Emily Mason is an instinctive colorist and as such, is drawn to the same vocabulary that other colorists have used, extemporizing as she goes along. Her abstractions are rich with areas of layered, saturated color contrasted with delicate, translucent washes and glazes that resemble watercolor, with recessions and advances, push and pull, with monochromatic planes interrupted by fissures and crevasses of other colors, flurried with small rains of brushstrokes, scumbled, rubbed, scraped. The boundaries of her protean shapes can seep into each other, rippled where one image slips imperceptibly into others with usually no hard and fast demarcation, no defined edges or clear lines but the transition is accomplished nonetheless. The fluidity, however, is gently but firmly structured, locked into place, into Mason's version of dynamic equilibrium. Often, only two or three colors dominate a canvas but a whole rainbow has been requisitioned in the making of it, with other hues underneath, floating on top, woven into the surface, into the texture, tucked into corners. Her corners are often surprising and full of incidents; here she can slip a few more shades in, overlaying them, brushing them on top of each other.
Mason is a woman of infinite variety. Her brushstrokes can melt into each other, shimmer, go flat, the color deepens, becomes sonorous yet in other places, it is whispery, translucent. Mason says she never likes to use white paint, preferring to let the white of the primed canvas show through for glow. The exterior light is also important and affects her painting; there is summer light and summer painting and winter light and winter painting, like Northern and Southern schools reconciled in one artist, The surface texture can be velvety or sleek, and the paint can transform itself at times into metal, glinting gold or copper. A yellow line, for instance, in one painting appears bright gold, an illusion created by its interaction with the colors in its vicinity. Mason does use gold but infrequently, content with the alchemy of paint itself.

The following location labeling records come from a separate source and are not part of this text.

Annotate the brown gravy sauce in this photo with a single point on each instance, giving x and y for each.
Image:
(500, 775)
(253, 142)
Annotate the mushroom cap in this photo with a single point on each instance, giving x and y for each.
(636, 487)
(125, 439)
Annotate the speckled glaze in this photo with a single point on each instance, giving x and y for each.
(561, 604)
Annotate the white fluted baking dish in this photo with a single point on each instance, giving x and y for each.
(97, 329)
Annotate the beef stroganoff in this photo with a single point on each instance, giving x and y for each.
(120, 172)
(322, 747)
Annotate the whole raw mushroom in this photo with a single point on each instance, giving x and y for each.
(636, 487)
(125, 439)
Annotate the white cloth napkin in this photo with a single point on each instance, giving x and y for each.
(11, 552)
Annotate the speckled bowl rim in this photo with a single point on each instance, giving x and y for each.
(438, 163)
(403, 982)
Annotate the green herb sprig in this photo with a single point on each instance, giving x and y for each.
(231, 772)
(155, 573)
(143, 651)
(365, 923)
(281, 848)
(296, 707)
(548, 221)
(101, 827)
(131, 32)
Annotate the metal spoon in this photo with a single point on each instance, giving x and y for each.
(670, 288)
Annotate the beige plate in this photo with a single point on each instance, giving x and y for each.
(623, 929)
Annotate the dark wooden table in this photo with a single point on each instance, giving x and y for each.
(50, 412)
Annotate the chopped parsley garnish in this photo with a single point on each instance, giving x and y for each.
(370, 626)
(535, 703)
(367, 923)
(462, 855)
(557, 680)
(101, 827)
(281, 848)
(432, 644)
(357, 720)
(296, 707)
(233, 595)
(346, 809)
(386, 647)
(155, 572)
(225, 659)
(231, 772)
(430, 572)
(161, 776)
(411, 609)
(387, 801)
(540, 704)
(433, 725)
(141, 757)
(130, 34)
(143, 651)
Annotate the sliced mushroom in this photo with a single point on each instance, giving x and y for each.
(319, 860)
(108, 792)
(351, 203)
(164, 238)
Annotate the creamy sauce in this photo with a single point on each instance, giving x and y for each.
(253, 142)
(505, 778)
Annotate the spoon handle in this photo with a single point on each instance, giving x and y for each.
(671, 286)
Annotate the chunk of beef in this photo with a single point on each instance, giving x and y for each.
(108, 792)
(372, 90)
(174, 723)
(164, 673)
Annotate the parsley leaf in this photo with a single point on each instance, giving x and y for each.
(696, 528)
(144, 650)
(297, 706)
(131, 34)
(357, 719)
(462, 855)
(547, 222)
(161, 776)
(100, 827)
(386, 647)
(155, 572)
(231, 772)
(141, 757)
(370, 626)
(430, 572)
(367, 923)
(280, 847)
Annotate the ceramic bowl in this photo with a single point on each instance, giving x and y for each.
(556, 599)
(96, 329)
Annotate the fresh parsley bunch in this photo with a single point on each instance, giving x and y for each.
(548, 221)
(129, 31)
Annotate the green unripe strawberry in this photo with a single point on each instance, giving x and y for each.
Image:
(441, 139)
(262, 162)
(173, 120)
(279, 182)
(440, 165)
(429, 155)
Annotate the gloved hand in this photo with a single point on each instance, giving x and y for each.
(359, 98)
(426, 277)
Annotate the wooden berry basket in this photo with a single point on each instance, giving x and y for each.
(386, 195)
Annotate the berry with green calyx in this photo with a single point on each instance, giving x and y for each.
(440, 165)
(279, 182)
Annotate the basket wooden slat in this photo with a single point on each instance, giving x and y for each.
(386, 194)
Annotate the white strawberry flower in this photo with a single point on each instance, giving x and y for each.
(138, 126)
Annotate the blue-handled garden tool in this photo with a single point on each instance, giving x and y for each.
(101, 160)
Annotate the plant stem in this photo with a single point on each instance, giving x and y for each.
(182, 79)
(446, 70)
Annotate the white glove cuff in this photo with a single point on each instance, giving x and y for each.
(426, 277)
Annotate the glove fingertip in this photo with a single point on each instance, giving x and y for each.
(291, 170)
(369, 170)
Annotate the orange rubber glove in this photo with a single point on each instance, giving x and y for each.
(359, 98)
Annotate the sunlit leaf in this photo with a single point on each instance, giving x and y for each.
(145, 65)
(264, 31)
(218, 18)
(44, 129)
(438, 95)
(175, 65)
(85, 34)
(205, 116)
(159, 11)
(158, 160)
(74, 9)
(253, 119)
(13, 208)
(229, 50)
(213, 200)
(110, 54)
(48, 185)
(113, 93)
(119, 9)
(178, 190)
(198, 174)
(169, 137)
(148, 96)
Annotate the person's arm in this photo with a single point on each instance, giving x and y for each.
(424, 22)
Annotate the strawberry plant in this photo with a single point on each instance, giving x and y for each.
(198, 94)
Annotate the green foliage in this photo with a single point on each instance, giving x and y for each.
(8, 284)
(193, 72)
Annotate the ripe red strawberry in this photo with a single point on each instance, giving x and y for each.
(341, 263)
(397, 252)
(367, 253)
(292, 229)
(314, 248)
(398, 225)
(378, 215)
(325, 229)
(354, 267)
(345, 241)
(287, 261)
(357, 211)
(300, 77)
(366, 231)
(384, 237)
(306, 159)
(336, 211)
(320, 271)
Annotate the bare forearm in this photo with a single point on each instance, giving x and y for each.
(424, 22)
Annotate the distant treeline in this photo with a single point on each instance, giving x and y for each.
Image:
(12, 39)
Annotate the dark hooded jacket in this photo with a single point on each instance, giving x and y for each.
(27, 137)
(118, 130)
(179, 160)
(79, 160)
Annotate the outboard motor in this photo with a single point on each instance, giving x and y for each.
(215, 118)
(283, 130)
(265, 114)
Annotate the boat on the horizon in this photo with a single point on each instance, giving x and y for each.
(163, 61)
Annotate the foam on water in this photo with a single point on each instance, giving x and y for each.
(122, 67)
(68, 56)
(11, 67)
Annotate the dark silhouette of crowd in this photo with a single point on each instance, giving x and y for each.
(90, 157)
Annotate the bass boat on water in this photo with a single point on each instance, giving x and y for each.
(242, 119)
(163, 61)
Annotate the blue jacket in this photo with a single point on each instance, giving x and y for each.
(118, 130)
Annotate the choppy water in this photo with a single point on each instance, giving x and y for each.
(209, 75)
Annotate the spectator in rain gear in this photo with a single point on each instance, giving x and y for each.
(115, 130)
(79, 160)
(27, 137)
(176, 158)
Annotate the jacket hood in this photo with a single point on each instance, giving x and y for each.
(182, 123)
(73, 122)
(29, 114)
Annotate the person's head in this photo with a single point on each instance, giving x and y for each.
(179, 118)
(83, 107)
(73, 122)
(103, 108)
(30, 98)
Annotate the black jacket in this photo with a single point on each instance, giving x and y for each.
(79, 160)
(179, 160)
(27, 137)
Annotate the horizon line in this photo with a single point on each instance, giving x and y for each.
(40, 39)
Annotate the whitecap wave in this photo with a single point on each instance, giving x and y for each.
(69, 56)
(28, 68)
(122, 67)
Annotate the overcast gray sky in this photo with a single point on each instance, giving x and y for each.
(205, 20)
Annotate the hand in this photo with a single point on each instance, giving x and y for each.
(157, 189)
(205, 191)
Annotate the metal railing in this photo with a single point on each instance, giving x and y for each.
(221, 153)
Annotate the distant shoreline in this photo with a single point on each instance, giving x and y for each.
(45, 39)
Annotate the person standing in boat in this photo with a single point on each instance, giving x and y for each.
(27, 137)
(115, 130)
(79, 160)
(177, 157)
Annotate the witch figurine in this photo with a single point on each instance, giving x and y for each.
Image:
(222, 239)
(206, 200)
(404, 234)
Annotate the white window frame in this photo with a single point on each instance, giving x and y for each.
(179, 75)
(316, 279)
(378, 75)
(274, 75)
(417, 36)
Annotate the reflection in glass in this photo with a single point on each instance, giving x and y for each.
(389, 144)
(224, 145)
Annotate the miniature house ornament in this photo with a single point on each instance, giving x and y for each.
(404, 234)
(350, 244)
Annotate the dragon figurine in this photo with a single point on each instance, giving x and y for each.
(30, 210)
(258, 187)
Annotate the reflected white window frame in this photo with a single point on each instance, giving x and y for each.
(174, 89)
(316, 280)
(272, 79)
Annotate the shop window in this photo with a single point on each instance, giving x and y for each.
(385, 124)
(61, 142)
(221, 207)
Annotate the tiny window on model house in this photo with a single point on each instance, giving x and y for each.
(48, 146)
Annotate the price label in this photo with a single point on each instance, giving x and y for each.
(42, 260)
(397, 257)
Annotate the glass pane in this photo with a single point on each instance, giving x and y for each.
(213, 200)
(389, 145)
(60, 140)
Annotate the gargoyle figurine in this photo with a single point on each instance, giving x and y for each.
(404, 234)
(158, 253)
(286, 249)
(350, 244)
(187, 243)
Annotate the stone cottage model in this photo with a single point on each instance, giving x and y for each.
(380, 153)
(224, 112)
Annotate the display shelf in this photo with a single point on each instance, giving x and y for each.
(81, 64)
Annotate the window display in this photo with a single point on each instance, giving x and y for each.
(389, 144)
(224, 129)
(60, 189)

Her sense of color is assured, in exuberant, innovative, often denatured combinations. Her reds are remarkable—a whole range from warm to cool, light to dark. One painting is flooded with red, balanced by pinks and magentas, cooled by a touch of unnatural green while another thrust of red is tipped by yellow, like the point of an arrow, surrounded by swirling streaks of purple. Another is mainly yellows and oranges and blends of yellow-orange, cut through by a flash of bright turquoise paired by a darker scrap of turquoise.
Her primaries are more Miami than Neo-Plastic: purple instead of blue, orange instead of red, gold instead of yellow. Her complementaries are reds that shift into rosy pinks, magentas and greens that veer toward lime and acquamarine. Purple and yellows are also frequent combinations but in a wide range of tones and complex relationships. Mason learned early that context is paramount and that colors influence each other in so many ways, such as hue, tonality, temperature, mood.
As for content, they may or may not be abstractions of landscapes, of imagined aerial views, oceanic depths or tropical gardens. Mason says they have a relationship to place but are not meant to be landscape. However, if landscape creeps in afterwards, she can accept that; she believes in nature. Be that as it may and whatever else they might be, Mason's paintings are first and foremost an art of sensation. Based on vision, they are a joyous and triumphant affirmation of color and of painting itself, the once and future medium.
Mason passed away on 10 December 2019, the birthdate of her namesake, Emily Dickinson.